6. Canva Magic Studio
Canva’s Magic Studio has become indispensable for the visual side of event planning. Magic Design generates full mood boards from a prompt, Magic Write handles invitation copy, Magic Resize repurposes a single design across signage, social, and print, and the AI image generator produces custom visuals when stock photos will not cut it.
What it does well: The mood board generator alone saves hours. Type “garden wedding, sage and terracotta, candlelit, late September” and you get a board your client can react to immediately. Design quality is consistently better than generic AI image tools for event-specific needs.
Where it falls short: It is a design tool, not a planning tool. Do not expect timeline management or vendor coordination.
Best for: Every planner. This is one of the few tools that earns a spot in nearly every events stack.
Pricing: Canva Pro is around $15/month with full Magic Studio access.

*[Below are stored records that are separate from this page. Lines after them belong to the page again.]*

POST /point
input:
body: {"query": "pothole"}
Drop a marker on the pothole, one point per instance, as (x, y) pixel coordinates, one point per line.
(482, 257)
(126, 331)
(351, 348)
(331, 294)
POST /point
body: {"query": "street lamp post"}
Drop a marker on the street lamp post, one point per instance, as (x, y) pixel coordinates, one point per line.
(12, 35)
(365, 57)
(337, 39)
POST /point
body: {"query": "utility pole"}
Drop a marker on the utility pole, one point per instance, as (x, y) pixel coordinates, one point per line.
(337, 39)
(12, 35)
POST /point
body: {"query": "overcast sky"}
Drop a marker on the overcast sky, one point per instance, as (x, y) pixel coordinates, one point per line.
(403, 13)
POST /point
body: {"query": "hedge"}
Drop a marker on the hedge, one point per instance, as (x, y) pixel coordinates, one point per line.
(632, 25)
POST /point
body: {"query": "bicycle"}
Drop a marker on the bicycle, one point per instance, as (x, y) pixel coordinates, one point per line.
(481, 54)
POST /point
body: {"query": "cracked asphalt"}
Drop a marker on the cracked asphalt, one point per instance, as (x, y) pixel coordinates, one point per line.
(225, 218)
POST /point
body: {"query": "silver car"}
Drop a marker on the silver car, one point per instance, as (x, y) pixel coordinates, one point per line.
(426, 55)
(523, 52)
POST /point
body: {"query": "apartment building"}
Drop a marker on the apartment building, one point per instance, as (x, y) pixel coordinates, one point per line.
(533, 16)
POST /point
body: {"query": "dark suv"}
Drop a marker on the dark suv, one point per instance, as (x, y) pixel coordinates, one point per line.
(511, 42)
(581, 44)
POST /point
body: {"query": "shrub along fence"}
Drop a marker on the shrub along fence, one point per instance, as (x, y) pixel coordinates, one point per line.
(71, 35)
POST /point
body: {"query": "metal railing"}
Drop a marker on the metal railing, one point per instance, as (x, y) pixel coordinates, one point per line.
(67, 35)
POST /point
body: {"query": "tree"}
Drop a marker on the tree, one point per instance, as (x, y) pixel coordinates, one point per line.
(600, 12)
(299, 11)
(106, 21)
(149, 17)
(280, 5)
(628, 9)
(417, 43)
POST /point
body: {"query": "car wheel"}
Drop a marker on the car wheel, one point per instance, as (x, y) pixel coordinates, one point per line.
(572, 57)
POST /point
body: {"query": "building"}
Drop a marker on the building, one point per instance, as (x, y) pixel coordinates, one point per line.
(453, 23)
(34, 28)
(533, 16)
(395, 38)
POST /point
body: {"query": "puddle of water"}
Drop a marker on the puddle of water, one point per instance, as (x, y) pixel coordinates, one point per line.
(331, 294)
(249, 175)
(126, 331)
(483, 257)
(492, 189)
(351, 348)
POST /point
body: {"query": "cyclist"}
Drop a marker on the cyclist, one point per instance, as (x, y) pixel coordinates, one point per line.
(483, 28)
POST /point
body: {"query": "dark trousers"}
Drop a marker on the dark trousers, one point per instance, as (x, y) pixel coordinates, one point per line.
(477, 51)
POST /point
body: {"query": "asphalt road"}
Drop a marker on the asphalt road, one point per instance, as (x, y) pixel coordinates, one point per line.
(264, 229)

7. Allseated AI Floor Plans
Allseated has long been the standard for digital floor plans and seating charts, and its AI features in 2026 let planners describe a layout in plain English and get a draft 3D rendering back. “Round tables for 180 with a 14-foot dance floor and a sweetheart table near the band” turns into a usable plan in minutes rather than the hour or two it used to take.
What it does well: Speed of iteration. Clients change their minds constantly, and Allseated AI lets you regenerate seating arrangements with new constraints (no kids near the bar, divorced parents at separate tables, etc.) without rebuilding from scratch.
Where it falls short: It is a niche tool. If you do not need detailed floor plans, you do not need Allseated.
Best for: Wedding planners and corporate event managers who deal with complex seating logistics regularly.
Pricing: Free entry tier; Pro plans run around $29/month per planner with AI features included on higher tiers.
How These AI Tools for Event Planners Work Together
Most successful event planners in 2026 are not relying on a single tool. For more comparisons of specific tools, see our guide on the best AI image generators and our review of the best AI tools for ecommerce sellers. A typical wedding-coordinator stack might look like: HoneyBook for client management and contracts, Canva Magic Studio for mood boards and signage, ChatGPT for vendor communication and brainstorming, Zola for RSVP data, and Allseated for floor plans. Corporate planners tend to swap HoneyBook and Zola for Bizzabo and add Notion as a master event hub.
The common thread is that AI is best at the repetitive, language-heavy parts of the job — drafting, summarizing, restructuring — and at quick visual iteration. Decisions that require taste, relationships, or judgment still belong to the planner.
Conclusion and Recommendations
If you are a solo wedding coordinator just getting started with AI, the highest-leverage starting stack is HoneyBook (client work) + Canva Magic Studio (visuals) + ChatGPT Plus (writing). That combination costs less than $65 per month and will save most planners a full workday every week.
If you are running corporate or conference events, start with Bizzabo for the platform and add Notion AI plus ChatGPT for the writing layer. You will get most of the value of a much larger tech stack at a fraction of the cost.
The best AI tools for event planners are the ones you actually open. Pick two, use them on your next event end-to-end, and only add a third once those two are part of your routine.